NLRB field examiner Michael Steffany counted the ballots June 2 in a virtual meeting attended by AFSCME attorney Lane Toensmeier, and All Good Northwest executive director Andy Goebel and attorney Michael Jonas. Goebel and Jonas expressed concern because the 15-3 vote meant turnout of about 39%. Jonas suggested maybe some ballots were “lost in the mail” or people didn’t want to vote, and said the results would be more acceptable if the turnout had been higher. Steffany declined to address their concerns during the public ballot count meeting. Under NLRB rules, elections are decided by the majority of votes cast, regardless of whether that’s a majority of the overall bargaining unit. Goebel did not return a phone call and voicemail seeking comment after the election.

AFSCME organizer Sarah Thompson said the workers will likely join AFSCME Local 1790, which represents behavioral health workers at Lines For Life, Cascadia Behavioral Health, Lifeworks NW and more.

Union supporter Michael Rainey said he felt relief at the results, but wasn’t surprised: Workers there have been desperate for workplace improvements for some time. 

“People are definitely feeling excited and ready for change,” he said.

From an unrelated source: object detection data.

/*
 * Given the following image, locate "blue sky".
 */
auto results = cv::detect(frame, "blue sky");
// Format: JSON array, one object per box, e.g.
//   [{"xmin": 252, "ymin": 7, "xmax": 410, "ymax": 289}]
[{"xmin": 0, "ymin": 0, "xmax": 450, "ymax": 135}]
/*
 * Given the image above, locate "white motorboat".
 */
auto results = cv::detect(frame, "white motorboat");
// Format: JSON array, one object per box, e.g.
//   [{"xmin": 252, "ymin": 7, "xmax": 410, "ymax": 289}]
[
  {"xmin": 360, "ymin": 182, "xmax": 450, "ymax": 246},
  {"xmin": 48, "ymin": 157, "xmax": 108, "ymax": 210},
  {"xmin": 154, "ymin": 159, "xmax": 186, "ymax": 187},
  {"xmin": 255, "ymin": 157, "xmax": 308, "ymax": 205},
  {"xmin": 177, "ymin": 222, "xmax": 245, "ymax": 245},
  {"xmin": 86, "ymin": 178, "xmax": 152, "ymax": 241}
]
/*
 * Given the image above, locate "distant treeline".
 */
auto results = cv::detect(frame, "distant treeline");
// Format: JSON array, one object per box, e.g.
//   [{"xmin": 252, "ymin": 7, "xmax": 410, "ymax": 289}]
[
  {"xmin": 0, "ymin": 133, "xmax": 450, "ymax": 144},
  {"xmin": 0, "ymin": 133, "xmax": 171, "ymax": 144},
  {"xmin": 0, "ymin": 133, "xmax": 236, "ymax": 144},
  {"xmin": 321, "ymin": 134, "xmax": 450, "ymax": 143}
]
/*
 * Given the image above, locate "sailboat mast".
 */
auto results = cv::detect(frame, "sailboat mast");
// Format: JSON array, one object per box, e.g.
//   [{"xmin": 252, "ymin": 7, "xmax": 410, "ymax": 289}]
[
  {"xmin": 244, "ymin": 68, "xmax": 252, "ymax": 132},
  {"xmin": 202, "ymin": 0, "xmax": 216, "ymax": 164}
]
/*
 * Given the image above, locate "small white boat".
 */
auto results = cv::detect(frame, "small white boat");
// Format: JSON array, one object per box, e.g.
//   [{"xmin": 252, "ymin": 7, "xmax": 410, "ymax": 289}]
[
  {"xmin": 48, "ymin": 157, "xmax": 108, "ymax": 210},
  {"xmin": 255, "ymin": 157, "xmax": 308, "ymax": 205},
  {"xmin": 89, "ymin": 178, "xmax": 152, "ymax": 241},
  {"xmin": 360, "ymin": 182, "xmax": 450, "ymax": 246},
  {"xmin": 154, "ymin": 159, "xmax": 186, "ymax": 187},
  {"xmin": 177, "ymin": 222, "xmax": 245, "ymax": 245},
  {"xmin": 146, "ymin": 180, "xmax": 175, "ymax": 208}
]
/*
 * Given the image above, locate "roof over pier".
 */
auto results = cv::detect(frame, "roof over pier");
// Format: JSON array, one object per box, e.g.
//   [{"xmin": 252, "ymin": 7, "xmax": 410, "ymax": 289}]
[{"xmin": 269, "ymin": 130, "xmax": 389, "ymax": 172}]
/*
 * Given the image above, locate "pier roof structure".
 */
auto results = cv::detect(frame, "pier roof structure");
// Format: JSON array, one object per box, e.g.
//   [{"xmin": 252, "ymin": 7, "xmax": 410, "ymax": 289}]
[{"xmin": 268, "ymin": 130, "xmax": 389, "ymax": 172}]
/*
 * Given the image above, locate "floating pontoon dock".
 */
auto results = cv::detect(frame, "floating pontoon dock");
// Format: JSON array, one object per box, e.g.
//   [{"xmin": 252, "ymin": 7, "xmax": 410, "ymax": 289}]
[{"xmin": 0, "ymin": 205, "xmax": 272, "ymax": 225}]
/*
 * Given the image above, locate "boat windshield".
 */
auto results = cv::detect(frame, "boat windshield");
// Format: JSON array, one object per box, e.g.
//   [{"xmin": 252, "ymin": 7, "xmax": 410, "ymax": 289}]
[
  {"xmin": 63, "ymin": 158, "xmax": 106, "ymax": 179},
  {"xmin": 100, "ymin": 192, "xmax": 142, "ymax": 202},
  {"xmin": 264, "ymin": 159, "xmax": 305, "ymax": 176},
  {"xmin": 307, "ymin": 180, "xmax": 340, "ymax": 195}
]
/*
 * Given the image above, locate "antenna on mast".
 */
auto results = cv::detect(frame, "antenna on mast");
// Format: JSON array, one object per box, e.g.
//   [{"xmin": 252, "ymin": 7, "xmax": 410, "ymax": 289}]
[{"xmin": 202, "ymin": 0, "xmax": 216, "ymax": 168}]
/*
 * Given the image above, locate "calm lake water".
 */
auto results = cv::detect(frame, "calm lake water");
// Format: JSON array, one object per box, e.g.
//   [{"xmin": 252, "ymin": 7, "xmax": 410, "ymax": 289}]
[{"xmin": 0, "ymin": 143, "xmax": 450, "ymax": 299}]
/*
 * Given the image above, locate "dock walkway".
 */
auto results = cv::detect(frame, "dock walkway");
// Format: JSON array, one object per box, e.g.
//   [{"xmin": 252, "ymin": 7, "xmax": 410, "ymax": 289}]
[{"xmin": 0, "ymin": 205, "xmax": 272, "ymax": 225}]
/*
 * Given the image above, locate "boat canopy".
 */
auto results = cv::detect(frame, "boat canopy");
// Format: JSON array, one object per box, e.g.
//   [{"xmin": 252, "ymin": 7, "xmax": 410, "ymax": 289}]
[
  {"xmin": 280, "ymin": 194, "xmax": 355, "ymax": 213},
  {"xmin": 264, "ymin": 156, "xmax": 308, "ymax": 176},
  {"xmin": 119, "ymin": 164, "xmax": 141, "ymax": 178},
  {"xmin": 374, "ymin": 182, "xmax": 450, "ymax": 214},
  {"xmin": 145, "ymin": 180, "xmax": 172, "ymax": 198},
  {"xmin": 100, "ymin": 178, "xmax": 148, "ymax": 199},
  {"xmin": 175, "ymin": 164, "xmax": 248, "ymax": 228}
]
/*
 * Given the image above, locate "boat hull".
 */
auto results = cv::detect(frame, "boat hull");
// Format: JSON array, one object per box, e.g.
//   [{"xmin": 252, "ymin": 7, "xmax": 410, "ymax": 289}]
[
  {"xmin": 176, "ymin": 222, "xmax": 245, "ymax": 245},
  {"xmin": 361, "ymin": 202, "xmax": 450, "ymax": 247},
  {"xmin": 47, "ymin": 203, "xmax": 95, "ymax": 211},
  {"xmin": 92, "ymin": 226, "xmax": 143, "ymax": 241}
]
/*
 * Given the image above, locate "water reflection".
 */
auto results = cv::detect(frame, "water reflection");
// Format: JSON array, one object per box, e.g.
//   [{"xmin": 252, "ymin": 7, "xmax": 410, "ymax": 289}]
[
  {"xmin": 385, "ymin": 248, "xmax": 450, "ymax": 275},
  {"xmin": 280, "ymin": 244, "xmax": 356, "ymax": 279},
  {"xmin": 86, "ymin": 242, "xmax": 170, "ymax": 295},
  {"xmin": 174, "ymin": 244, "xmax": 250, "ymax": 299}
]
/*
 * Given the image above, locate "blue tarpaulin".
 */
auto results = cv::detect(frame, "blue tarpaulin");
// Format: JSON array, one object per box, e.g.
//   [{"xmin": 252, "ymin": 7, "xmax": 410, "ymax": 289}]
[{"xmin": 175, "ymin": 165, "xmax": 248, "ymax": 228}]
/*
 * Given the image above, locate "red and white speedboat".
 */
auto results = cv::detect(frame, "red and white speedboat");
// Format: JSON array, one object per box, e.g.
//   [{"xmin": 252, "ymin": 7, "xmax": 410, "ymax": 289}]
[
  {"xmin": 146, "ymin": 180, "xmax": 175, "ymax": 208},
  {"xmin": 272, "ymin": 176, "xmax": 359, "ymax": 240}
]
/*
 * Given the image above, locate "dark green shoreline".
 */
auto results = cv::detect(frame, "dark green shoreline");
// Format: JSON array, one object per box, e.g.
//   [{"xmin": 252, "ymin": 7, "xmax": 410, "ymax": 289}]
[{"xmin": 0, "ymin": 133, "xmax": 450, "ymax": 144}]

As the Labor Press reported in May, All Good Northwest workers are concerned about safety because of conditions at the Old Town site. Earlier this year, an investigator for Oregon Occupational Safety and Health Administration (OSHA) found that the village had highly unsanitary conditions and workers weren’t receiving proper training or tools.

Rainey said upcoming bargaining priorities will include a safety plan in case of an active shooter, making available more Narcan (a drug to treat overdoses), providing workers with CPR training and better general job training.

Workers are preparing to shut down the Old Town site. Management determined conditions in the Old Town neighborhood surrounding the village made it too unsafe to continue operating, Willamette Week first reported. All Good Northwest is opening a new tiny house pod in Multnomah Village, and Rainey said workers are making sure that site was operational before moving about half the Old Town village residents into the new space.